Once the project is imported, expand the project in left navigation and you’ll see a collection of tables for individual pages and request data for each run of the HTTP Archive crawler. From there, pull up the SQL console, and go nuts! For example, let’s start simple: what is the median time to first render?
SELECT NTH(50, quantiles(renderStart,100)) median, NTH(75, quantiles(renderStart,100)) seventy_fifth, NTH(90, quantiles(renderStart,100)) ninetieth FROM [httparchive:runs.2013_06_01_pages]
And the answer is: 2.2s median, 3.3s for 75th percentile, and 4.7s for 90th percentile. BigQuery provides a number of convenience functions, such as quantiles, statistical approximations, extended regular expression matching and extraction, and a lot more.

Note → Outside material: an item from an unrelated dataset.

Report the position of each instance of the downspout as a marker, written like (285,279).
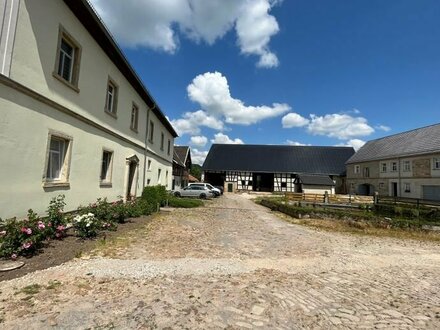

Check out the query reference and query cookbook to learn more.
One JS framework is not enough!
SELECT pages.pageid, url, cnt, libs, pages.rank rank FROM [httparchive:runs.2013_06_01_pages] as pages JOIN ( SELECT pageid, count(distinct(type)) cnt, GROUP_CONCAT(type) libs FROM ( SELECT REGEXP_EXTRACT(url, r'(jquery|dojo|angular|prototype|backbone|emberjs|sencha|scriptaculous).*\.js') type, pageid FROM [httparchive:runs.2013_06_01_requests] WHERE REGEXP_MATCH(url, r'jquery|dojo|angular|prototype|backbone|emberjs|sencha|scriptaculous.*\.js') GROUP BY pageid, type ) GROUP BY pageid HAVING cnt >= 2 ) as lib ON lib.pageid = pages.pageid WHERE rank IS NOT NULL ORDER BY rank asc
JQuery is the clear crowd favorite, but prototype (despite its age) is holding strong. Worse, there are many sites with three or four different frameworks, and even different versions of each one on the same page!